Men zegt vaak dat L-nummers slecht tegen soortgenoten en/of
andere harnasmeervallen kunnen. Toen ik mijn L205 en LDA33
had(nog voor mijn L75 tijdperk), was ik het hier aardig mee
eens. Deze twee vlogen regelmatig een robbertje vechtend de
bak door. Hoe anders was het met mijn L75 en L264! Deze vier
meervallen leefden vredelievend naast elkaar en deden elkaar
totaal geen kwaad.
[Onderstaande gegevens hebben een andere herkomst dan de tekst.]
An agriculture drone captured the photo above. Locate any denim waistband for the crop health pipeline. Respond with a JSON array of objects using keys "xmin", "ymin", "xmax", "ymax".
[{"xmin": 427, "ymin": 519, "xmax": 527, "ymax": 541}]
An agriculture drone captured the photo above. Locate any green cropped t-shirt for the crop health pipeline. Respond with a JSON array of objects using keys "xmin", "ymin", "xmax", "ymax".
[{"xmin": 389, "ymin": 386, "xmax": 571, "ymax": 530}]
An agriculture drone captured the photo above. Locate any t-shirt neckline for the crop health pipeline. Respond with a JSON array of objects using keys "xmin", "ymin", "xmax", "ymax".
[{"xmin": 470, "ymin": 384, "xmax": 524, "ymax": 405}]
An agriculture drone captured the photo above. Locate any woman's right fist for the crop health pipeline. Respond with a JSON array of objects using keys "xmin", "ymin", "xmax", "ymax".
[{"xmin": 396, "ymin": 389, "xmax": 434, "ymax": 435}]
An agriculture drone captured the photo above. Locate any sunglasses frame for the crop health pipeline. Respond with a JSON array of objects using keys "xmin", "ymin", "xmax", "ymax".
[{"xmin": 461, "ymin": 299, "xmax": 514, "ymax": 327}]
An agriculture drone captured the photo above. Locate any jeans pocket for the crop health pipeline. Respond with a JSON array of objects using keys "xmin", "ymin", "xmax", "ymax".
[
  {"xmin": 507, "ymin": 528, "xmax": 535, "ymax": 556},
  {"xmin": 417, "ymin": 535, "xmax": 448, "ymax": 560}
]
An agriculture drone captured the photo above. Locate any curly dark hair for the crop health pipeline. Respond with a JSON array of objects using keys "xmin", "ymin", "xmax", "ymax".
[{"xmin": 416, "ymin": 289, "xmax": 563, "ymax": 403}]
De enige strubbelingen die af en toe
optraden was als er een Peckoltia en een Leporacanthicus aan
hetzelfde stukje algentablet of stukje komkommer wilden gaan
knabbelen, maar dit bleef vaak alleen bij een beetje stug
geduw met de koppen tegen elkaar.
Ik ben trouwens van mening dat het ook veel uitmaakt of je
veel schuilplaatsen hebt in je bak. In de tijd dat ik de
L205 en LDA33 nog had, had ik op zich wel schuilplaatsen;
maar echt overdreven veel waren het niet. Dit ben ik
langzamerhand gaan veranderen; en tegen de tijd dat zowel de
L75 en de L264 erin leefden was de bak een grote kluwen met
hout en plantjes.
Eten
Ik heb het al even genoemd: het voedsel dat de Peckoltia
sabaji nodig heeft. Mijn ervaring hiermee is dat je je
gelukkig mag prijzen met zo’n kostganger. De beestjes zijn
tevreden met elk willekeurig voedseltje dat in de bak
terecht kwam. Of het nou stukjes komkommer, sperzieboontjes,
algentabletjes, garnalentabletjes of diepvriesvoer is: ze
eten het. En datgene waar andere meervalfamilies zich wel
eens schuldig aan maken, namelijk het oppeuzelen van je
plantenbestand, daar blijven ze keurig vanaf.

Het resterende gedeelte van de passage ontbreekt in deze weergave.